Mandolin Virtuoso Avi Avital Shines Alongside Brooklyn Rider at Beethoven Festival

Published December 19, 2023

Recognized for redefining the mandolin's classical presence, Avi Avital is making significant waves in the music world. His recent collaboration at the 2023 Beethoven Festival in Bonn involved a creative partnership with the string quartet Brooklyn Rider. Together, they delivered a remarkable performance that bridged historical compositions and modern pieces, spanning diverse cultural influences from Bach to Brazil.

A New Chapter for the Mandolin

Renowned Israeli mandolinist Avi Avital, born in 1978, took up the mandolin at the tender age of eight and pursued his passion through studies in Jerusalem and Italy. His exceptional talents led to a Grammy nomination in 2010, marking a significant milestone as the first for a mandolin player. Avital has been pivotal in bringing the mandolin, traditionally seen as an instrument for amateurs, into the spotlight of classical music.
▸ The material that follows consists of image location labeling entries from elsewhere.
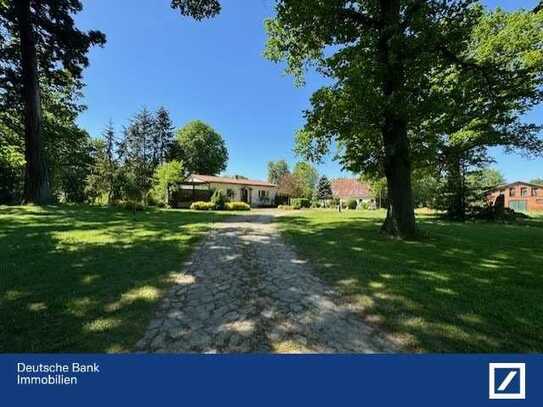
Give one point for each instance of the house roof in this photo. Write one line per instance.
(350, 188)
(207, 179)
(503, 186)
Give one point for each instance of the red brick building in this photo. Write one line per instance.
(347, 189)
(520, 196)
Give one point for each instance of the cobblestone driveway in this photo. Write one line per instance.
(245, 290)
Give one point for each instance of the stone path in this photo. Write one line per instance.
(245, 290)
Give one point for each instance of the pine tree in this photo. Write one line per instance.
(110, 160)
(164, 134)
(324, 188)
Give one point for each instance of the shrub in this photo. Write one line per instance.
(202, 206)
(238, 206)
(299, 203)
(218, 199)
(352, 204)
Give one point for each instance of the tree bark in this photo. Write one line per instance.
(36, 188)
(400, 220)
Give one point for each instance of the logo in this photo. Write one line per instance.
(507, 381)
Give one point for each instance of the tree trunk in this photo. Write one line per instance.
(456, 208)
(36, 188)
(400, 220)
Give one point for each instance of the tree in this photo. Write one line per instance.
(290, 186)
(307, 178)
(164, 135)
(382, 56)
(137, 153)
(40, 44)
(324, 189)
(202, 149)
(277, 170)
(167, 176)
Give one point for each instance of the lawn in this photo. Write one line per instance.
(473, 287)
(76, 279)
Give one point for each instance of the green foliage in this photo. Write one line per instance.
(166, 178)
(299, 203)
(277, 170)
(218, 199)
(324, 189)
(307, 177)
(238, 206)
(446, 277)
(202, 149)
(352, 204)
(197, 9)
(88, 279)
(202, 206)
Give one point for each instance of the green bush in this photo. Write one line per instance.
(299, 203)
(238, 206)
(218, 199)
(202, 206)
(352, 204)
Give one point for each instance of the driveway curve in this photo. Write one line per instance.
(245, 290)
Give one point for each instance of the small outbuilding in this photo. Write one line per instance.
(347, 189)
(519, 196)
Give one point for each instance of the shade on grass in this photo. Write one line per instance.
(473, 287)
(87, 279)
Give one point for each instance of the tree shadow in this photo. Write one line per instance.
(244, 290)
(80, 279)
(464, 288)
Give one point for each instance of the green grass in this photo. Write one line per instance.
(76, 279)
(474, 287)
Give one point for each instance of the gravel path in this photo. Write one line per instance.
(245, 290)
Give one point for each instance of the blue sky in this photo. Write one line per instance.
(214, 71)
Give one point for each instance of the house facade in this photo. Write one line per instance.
(519, 196)
(253, 192)
(352, 189)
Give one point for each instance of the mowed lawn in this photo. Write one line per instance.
(474, 287)
(80, 279)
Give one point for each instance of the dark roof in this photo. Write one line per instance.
(206, 179)
(350, 188)
(503, 186)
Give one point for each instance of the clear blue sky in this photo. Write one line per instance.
(213, 71)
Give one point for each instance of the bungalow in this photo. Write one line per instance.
(352, 189)
(519, 196)
(255, 193)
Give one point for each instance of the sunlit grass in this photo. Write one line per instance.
(474, 287)
(79, 279)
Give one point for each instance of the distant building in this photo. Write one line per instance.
(255, 193)
(352, 189)
(519, 196)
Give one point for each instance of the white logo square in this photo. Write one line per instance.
(514, 372)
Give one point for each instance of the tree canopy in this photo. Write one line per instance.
(201, 149)
(399, 67)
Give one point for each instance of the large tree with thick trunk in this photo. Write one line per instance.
(41, 46)
(381, 57)
(39, 43)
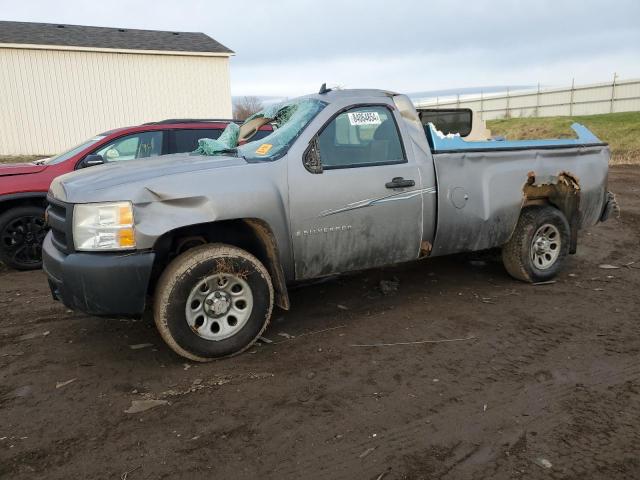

His mission has led him to commission over 100 new works, enriching the mandolin's repertoire. To celebrate the mandolin being named Germany's Instrument of the Year in 2023, Avital continues to advocate for its classical integration.

Brooklyn Rider: A String Quartet without Borders

The New York-based Brooklyn Rider is a string quartet that shares Avital's vision of blending the old with the new. Violinists Johnny Gandelsman and Colin Jacobsen, violist Nicholas Cords, and cellist Michael Nicolas perform with a philosophy that old music should feel new and fresh, while new music should become as familiar and comfortable as a longtime friend. This quartet's collaboration with Avital at the Beethoven Festival showcased their versatility and shared musical ideals.

Genre-Blending Performances

The repertoire of the festival concert was as eclectic as it was thrilling. On the lineup were original works like Colin Jacobsen’s "Time and Again," composed with Avital in mind, embracing classical traditions as well as Balkan influences. From the contemporary Italian composer Giovanni Sollima, an Avital-inspired prelude drew on southern Italy's vibrant folk dances. The stage also welcomed "Obrigado" by Brazilian-American Clarice Assad, paying homage to Afro-Brazilian deities with Umbanda musical traditions. Additionally, revered pieces by Bach received fresh arrangements for string quartet and mandolin, demonstrating the timelessness of his music through the lens of contemporary interpretation.

As Avi Avital continues to explore and expand the mandolin’s potential, his conviction is clear: the instrument possesses a soul that deeply resonates with him and his audience. This concert at the Beethoven Festival not only showcased the mandolin's historical significance but also its potential for global musical dialogue and innovation.